EqualityComparer<T>.Default vs. T.Equals - c#

Suppose I've got a generic MyClass<T> that needs to compare two objects of type <T>. Usually I'd do something like ...
void DoSomething(T o1, T o2)
{
if(o1.Equals(o2))
{
...
}
}
Now suppose my MyClass<T> has a constructor that supports passing a custom IEqualityComparer<T>, similar to Dictionary<T>. In that case I'd need to do ...
private IEqualityComparer<T> _comparer;
public MyClass() {}
public MyClass(IEqualityComparer<T> comparer)
{
_comparer = comparer;
}
void DoSomething(T o1, T o2)
{
if((_comparer != null && _comparer.Equals(o1, o2)) || (o1.Equals(o2)))
{
...
}
}
To remove this lengthy if statement, it'd be good if I could have _comparer default to a 'default comparer' if the regular constructor is used. I searched for something like typeof(T).GetDefaultComparer() but wasn't able to find anything like it.
I did find EqualityComparer<T>.Default, could I use that? And would then this snippet ...
public MyClass()
{
_comparer = EqualityComparer<T>.Default;
}
void DoSomething(T o1, T o2)
{
if(_comparer.Equals(o1, o2))
{
...
}
}
... provide the same results as using o1.Equals(o2) for all possible cases?
(As a side note, would this mean I'd also need to use any special generic constraint for <T>?)

It should be the same, but it is not guaranteed, because it depends on implementation details of the type T.
Explanation:
Without a constraint to T, o1.Equals(o2) will call Object.Equals, even if T implements IEquatable<T>.
EqualityComparer<T>.Default however, will use Object.Equals only, if T doesn't implement IEquatable<T>. If it does implement that interface, it uses IEquatable<T>.Equals.
As long as T's implementation of Object.Equals just calls IEquatable<T>.Equals the result is the same.
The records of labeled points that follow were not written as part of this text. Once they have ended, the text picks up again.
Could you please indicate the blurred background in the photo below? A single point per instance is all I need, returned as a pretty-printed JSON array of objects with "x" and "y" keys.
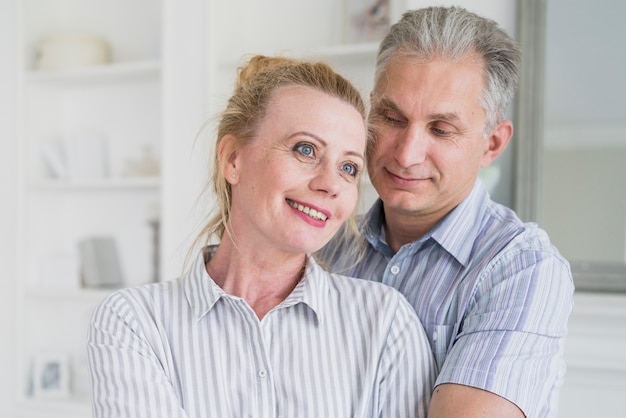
[{"x": 102, "y": 160}]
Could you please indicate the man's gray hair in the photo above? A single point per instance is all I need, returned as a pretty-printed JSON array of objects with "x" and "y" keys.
[{"x": 453, "y": 33}]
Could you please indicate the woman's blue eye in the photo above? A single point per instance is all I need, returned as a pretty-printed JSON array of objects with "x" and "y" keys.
[
  {"x": 306, "y": 149},
  {"x": 350, "y": 169}
]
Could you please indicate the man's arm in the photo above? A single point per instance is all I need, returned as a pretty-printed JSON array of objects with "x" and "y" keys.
[{"x": 451, "y": 401}]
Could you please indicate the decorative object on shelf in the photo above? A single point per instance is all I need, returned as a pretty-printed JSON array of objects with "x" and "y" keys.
[
  {"x": 155, "y": 226},
  {"x": 51, "y": 376},
  {"x": 490, "y": 177},
  {"x": 367, "y": 20},
  {"x": 59, "y": 271},
  {"x": 70, "y": 50},
  {"x": 145, "y": 166},
  {"x": 100, "y": 264},
  {"x": 82, "y": 155}
]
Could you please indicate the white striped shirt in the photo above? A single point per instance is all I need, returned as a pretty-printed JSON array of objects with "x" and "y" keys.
[
  {"x": 492, "y": 293},
  {"x": 336, "y": 347}
]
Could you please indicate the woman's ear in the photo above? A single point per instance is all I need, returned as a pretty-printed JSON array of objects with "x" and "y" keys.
[
  {"x": 497, "y": 142},
  {"x": 228, "y": 155}
]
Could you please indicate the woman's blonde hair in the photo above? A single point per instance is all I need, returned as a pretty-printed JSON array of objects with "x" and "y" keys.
[{"x": 256, "y": 82}]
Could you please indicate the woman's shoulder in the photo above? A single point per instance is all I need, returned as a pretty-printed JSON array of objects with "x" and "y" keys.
[{"x": 144, "y": 297}]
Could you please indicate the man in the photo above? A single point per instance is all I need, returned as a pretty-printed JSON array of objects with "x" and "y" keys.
[{"x": 492, "y": 292}]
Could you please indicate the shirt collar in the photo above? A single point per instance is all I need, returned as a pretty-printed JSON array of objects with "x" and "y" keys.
[
  {"x": 452, "y": 233},
  {"x": 203, "y": 293}
]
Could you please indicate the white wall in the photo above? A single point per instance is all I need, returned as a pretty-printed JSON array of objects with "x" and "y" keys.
[{"x": 8, "y": 197}]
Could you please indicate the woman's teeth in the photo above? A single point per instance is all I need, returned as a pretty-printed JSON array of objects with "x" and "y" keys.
[{"x": 309, "y": 211}]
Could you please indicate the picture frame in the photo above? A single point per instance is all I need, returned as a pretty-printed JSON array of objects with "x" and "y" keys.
[
  {"x": 51, "y": 376},
  {"x": 366, "y": 20}
]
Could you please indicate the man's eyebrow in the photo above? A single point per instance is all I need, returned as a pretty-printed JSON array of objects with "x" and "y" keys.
[
  {"x": 448, "y": 117},
  {"x": 387, "y": 103}
]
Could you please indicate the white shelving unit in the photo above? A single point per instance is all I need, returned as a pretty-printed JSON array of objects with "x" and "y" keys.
[
  {"x": 90, "y": 141},
  {"x": 150, "y": 95}
]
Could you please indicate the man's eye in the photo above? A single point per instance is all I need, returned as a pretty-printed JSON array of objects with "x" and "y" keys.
[
  {"x": 392, "y": 118},
  {"x": 305, "y": 149},
  {"x": 350, "y": 169}
]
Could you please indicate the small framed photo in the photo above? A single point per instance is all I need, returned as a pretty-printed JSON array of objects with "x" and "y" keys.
[
  {"x": 367, "y": 20},
  {"x": 51, "y": 376}
]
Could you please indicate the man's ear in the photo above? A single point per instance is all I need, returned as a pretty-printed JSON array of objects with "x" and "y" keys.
[
  {"x": 228, "y": 155},
  {"x": 497, "y": 142}
]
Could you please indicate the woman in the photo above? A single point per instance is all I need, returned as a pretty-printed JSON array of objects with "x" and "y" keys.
[{"x": 256, "y": 327}]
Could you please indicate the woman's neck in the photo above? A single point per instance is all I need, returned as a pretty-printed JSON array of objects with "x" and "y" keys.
[{"x": 263, "y": 280}]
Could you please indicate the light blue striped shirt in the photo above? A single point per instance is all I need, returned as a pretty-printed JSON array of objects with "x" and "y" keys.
[
  {"x": 492, "y": 293},
  {"x": 336, "y": 347}
]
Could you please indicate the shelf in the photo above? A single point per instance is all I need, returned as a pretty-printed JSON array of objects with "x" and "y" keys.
[
  {"x": 119, "y": 71},
  {"x": 93, "y": 295},
  {"x": 71, "y": 185},
  {"x": 349, "y": 51},
  {"x": 73, "y": 406}
]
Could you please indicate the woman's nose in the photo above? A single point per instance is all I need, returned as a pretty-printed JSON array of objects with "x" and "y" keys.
[{"x": 327, "y": 180}]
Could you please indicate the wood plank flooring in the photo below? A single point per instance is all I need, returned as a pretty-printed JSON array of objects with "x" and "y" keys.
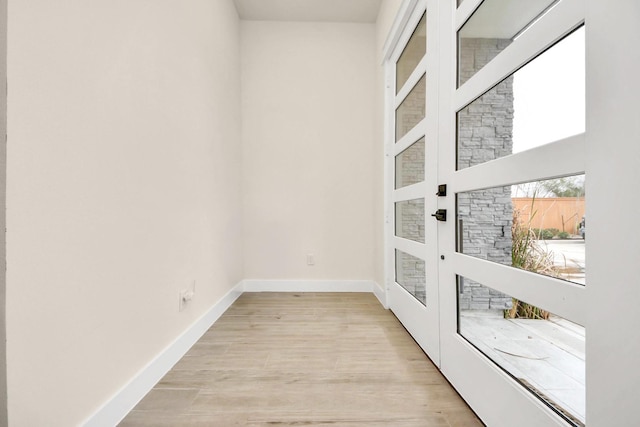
[{"x": 313, "y": 359}]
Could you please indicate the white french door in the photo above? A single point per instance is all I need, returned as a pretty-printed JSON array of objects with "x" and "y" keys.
[
  {"x": 412, "y": 234},
  {"x": 502, "y": 309}
]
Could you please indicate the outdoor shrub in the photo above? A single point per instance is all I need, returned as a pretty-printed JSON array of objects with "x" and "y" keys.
[
  {"x": 546, "y": 233},
  {"x": 527, "y": 255}
]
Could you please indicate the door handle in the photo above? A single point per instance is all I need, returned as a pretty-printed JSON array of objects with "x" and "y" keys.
[{"x": 440, "y": 215}]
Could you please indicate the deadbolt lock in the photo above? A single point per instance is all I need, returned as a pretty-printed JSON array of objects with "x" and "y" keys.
[{"x": 440, "y": 215}]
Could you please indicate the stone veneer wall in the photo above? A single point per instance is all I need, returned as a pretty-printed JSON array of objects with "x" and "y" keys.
[
  {"x": 485, "y": 132},
  {"x": 410, "y": 215}
]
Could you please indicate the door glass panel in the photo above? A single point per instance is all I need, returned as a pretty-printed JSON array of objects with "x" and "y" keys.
[
  {"x": 412, "y": 54},
  {"x": 543, "y": 352},
  {"x": 491, "y": 28},
  {"x": 410, "y": 220},
  {"x": 537, "y": 226},
  {"x": 412, "y": 109},
  {"x": 540, "y": 103},
  {"x": 410, "y": 165},
  {"x": 411, "y": 275}
]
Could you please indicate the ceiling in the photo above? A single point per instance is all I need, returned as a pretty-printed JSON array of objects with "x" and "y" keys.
[
  {"x": 503, "y": 19},
  {"x": 309, "y": 10}
]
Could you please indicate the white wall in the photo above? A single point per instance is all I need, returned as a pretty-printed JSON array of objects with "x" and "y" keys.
[
  {"x": 123, "y": 187},
  {"x": 386, "y": 16},
  {"x": 613, "y": 153},
  {"x": 308, "y": 93}
]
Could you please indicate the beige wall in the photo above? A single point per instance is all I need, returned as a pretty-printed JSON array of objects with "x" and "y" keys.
[
  {"x": 308, "y": 93},
  {"x": 123, "y": 187},
  {"x": 386, "y": 15}
]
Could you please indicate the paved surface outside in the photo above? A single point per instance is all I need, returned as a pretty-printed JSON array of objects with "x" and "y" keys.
[{"x": 569, "y": 256}]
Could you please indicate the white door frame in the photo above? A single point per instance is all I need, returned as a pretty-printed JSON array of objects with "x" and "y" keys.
[
  {"x": 422, "y": 322},
  {"x": 471, "y": 373}
]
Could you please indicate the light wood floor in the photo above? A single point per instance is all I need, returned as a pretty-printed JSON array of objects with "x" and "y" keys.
[{"x": 313, "y": 359}]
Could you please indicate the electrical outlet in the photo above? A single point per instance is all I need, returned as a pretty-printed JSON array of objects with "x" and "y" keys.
[{"x": 185, "y": 296}]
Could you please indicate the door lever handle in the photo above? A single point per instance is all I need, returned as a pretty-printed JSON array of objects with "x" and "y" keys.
[{"x": 440, "y": 215}]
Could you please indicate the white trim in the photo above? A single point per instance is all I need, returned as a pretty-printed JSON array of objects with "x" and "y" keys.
[
  {"x": 410, "y": 192},
  {"x": 560, "y": 297},
  {"x": 561, "y": 158},
  {"x": 401, "y": 20},
  {"x": 464, "y": 12},
  {"x": 414, "y": 135},
  {"x": 381, "y": 294},
  {"x": 123, "y": 401},
  {"x": 416, "y": 75},
  {"x": 551, "y": 28},
  {"x": 254, "y": 285}
]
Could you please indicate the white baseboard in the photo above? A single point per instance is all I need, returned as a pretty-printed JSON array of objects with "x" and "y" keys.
[
  {"x": 381, "y": 294},
  {"x": 309, "y": 286},
  {"x": 112, "y": 412}
]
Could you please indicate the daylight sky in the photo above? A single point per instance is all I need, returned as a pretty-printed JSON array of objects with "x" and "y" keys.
[{"x": 549, "y": 95}]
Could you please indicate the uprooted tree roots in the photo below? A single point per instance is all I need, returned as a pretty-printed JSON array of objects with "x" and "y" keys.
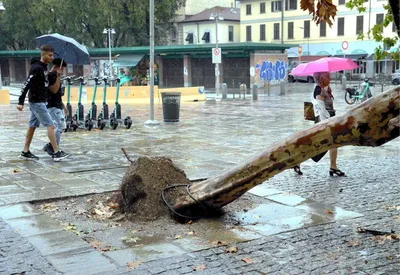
[{"x": 144, "y": 183}]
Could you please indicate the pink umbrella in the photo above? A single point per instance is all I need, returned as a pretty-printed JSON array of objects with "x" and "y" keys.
[{"x": 326, "y": 64}]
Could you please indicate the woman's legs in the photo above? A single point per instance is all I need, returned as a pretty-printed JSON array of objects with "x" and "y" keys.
[
  {"x": 334, "y": 170},
  {"x": 333, "y": 157}
]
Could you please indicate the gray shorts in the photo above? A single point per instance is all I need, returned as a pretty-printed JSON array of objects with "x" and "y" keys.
[
  {"x": 58, "y": 117},
  {"x": 39, "y": 115}
]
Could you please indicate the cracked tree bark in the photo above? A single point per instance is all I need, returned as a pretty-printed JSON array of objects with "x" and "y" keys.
[{"x": 372, "y": 123}]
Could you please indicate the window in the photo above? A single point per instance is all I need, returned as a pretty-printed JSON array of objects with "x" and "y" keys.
[
  {"x": 248, "y": 9},
  {"x": 290, "y": 5},
  {"x": 189, "y": 38},
  {"x": 230, "y": 33},
  {"x": 360, "y": 24},
  {"x": 307, "y": 29},
  {"x": 206, "y": 37},
  {"x": 341, "y": 26},
  {"x": 322, "y": 29},
  {"x": 173, "y": 34},
  {"x": 379, "y": 18},
  {"x": 290, "y": 30},
  {"x": 262, "y": 32},
  {"x": 262, "y": 7},
  {"x": 276, "y": 31},
  {"x": 276, "y": 6},
  {"x": 248, "y": 33}
]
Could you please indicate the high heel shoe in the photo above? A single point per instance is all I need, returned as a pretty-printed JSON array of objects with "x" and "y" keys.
[
  {"x": 297, "y": 170},
  {"x": 336, "y": 172}
]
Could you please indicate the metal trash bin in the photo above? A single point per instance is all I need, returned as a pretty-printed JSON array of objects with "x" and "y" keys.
[{"x": 171, "y": 105}]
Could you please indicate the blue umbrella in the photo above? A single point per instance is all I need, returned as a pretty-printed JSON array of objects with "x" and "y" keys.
[{"x": 65, "y": 47}]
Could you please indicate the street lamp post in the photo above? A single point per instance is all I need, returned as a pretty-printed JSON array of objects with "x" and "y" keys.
[
  {"x": 308, "y": 42},
  {"x": 2, "y": 8},
  {"x": 216, "y": 17},
  {"x": 151, "y": 121},
  {"x": 109, "y": 31}
]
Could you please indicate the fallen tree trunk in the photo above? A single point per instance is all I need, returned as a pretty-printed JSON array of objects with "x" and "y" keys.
[{"x": 371, "y": 123}]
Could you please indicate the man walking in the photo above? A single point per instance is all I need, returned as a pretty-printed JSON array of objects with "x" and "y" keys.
[
  {"x": 38, "y": 85},
  {"x": 55, "y": 105}
]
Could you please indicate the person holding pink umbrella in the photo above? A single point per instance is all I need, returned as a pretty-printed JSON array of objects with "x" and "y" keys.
[{"x": 323, "y": 109}]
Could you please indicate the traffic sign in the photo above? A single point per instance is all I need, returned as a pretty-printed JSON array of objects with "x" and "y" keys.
[
  {"x": 345, "y": 45},
  {"x": 299, "y": 49},
  {"x": 216, "y": 55}
]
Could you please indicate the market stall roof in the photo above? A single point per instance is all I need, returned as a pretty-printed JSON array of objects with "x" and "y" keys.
[
  {"x": 128, "y": 60},
  {"x": 227, "y": 48}
]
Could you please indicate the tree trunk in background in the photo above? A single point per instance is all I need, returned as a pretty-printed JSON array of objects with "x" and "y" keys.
[{"x": 372, "y": 123}]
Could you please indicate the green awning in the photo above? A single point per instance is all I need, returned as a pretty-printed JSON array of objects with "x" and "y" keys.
[{"x": 128, "y": 60}]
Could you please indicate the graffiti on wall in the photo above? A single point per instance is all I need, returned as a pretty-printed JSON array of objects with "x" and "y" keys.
[{"x": 271, "y": 72}]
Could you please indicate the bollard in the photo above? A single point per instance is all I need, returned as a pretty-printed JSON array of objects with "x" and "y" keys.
[
  {"x": 344, "y": 80},
  {"x": 255, "y": 91},
  {"x": 224, "y": 91},
  {"x": 283, "y": 87}
]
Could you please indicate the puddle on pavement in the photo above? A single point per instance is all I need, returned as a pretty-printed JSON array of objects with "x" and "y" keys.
[{"x": 249, "y": 217}]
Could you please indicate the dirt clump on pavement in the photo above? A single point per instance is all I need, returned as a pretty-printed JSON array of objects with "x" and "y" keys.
[{"x": 143, "y": 184}]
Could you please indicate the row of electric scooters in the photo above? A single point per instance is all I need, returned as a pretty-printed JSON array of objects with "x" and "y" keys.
[{"x": 92, "y": 120}]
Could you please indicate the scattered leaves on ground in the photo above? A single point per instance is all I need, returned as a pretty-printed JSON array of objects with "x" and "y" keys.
[
  {"x": 329, "y": 212},
  {"x": 199, "y": 268},
  {"x": 102, "y": 211},
  {"x": 48, "y": 207},
  {"x": 133, "y": 265},
  {"x": 128, "y": 239},
  {"x": 355, "y": 242},
  {"x": 99, "y": 246},
  {"x": 248, "y": 260},
  {"x": 72, "y": 227},
  {"x": 218, "y": 243},
  {"x": 381, "y": 239},
  {"x": 393, "y": 207},
  {"x": 232, "y": 249}
]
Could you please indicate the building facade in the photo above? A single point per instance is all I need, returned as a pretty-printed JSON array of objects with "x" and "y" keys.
[
  {"x": 191, "y": 8},
  {"x": 275, "y": 21},
  {"x": 206, "y": 26}
]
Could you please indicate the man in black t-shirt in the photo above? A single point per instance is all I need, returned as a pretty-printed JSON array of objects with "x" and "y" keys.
[
  {"x": 55, "y": 106},
  {"x": 37, "y": 84}
]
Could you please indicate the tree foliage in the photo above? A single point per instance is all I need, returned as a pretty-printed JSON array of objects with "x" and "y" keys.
[
  {"x": 325, "y": 11},
  {"x": 23, "y": 20}
]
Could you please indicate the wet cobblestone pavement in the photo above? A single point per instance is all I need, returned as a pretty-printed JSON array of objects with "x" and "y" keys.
[{"x": 211, "y": 137}]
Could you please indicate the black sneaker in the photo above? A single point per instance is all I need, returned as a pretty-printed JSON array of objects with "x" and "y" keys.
[
  {"x": 49, "y": 149},
  {"x": 60, "y": 155},
  {"x": 28, "y": 155}
]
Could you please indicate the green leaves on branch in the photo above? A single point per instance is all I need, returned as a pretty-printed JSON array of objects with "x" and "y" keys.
[{"x": 377, "y": 30}]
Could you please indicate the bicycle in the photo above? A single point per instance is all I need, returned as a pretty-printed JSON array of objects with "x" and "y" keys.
[{"x": 353, "y": 95}]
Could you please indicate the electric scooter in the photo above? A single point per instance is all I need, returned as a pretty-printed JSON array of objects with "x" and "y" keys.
[
  {"x": 115, "y": 117},
  {"x": 69, "y": 107},
  {"x": 91, "y": 117},
  {"x": 79, "y": 118},
  {"x": 103, "y": 117}
]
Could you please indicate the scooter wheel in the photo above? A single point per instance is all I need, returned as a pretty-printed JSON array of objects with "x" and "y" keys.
[
  {"x": 113, "y": 123},
  {"x": 88, "y": 125},
  {"x": 102, "y": 125}
]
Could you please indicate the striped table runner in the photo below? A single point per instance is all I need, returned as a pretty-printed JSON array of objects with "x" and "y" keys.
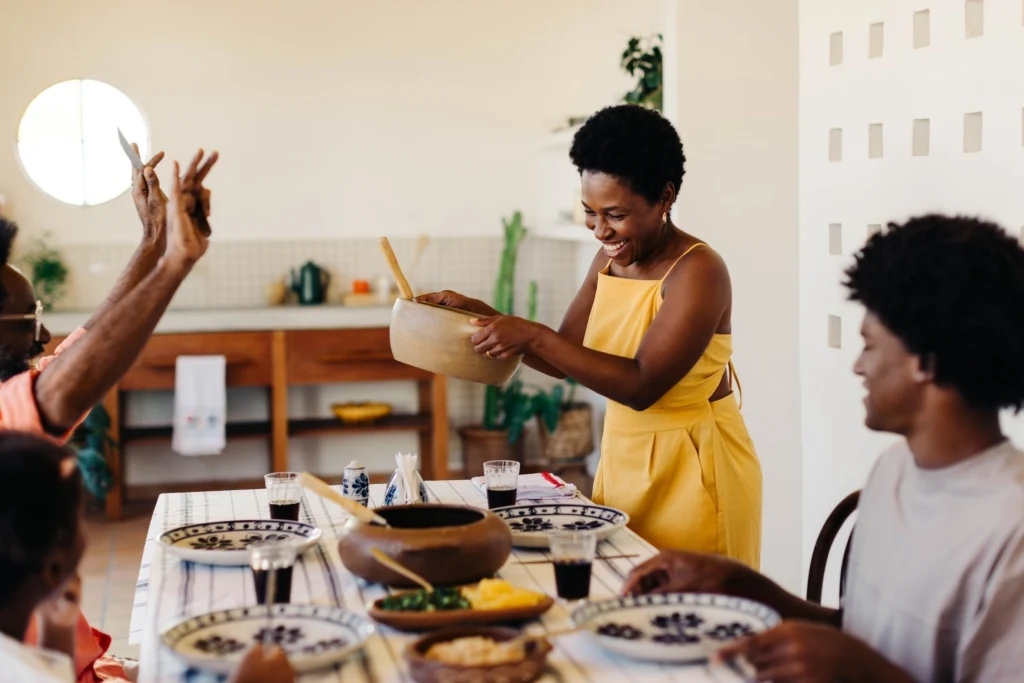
[{"x": 169, "y": 590}]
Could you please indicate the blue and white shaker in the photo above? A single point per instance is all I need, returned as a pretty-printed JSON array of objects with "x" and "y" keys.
[{"x": 355, "y": 483}]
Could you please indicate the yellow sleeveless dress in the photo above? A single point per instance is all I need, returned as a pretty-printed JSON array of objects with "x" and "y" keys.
[{"x": 685, "y": 469}]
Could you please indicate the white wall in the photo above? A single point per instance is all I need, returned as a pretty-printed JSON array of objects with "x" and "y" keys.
[
  {"x": 334, "y": 118},
  {"x": 941, "y": 82},
  {"x": 734, "y": 100}
]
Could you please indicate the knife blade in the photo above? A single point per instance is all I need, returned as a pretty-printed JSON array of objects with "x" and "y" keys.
[{"x": 133, "y": 157}]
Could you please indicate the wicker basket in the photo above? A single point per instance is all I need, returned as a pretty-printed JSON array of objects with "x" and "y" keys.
[{"x": 574, "y": 436}]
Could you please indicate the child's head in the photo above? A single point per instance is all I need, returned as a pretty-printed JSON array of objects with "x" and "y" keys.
[
  {"x": 944, "y": 329},
  {"x": 41, "y": 537}
]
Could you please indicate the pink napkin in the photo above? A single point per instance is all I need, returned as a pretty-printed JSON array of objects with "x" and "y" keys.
[{"x": 536, "y": 485}]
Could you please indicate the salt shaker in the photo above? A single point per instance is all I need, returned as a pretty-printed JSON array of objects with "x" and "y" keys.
[{"x": 355, "y": 483}]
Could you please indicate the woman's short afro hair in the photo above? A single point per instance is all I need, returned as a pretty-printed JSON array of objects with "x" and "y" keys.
[{"x": 634, "y": 143}]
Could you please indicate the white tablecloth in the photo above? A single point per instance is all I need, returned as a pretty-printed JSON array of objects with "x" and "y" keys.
[{"x": 169, "y": 590}]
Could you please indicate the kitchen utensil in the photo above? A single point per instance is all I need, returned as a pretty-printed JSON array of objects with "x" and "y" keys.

But in the following example, the result is not the same:
public class MyObject : IEquatable<MyObject>
{
public int ID {get;set;}
public string Name {get;set;}
public override bool Equals(object o)
{
var other = o as MyObject;
return other == null ? false : other.ID == ID;
}
public bool Equals(MyObject o)
{
return o.Name == Name;
}
}
Now, it doesn't make any sense to implement a class like this. But you will have the same problem, if the implementer of MyObject simply forgot to override Object.Equals.
Conclusion:
Using EqualityComparer<T>.Default is a good way to go, because you don't need to support buggy objects!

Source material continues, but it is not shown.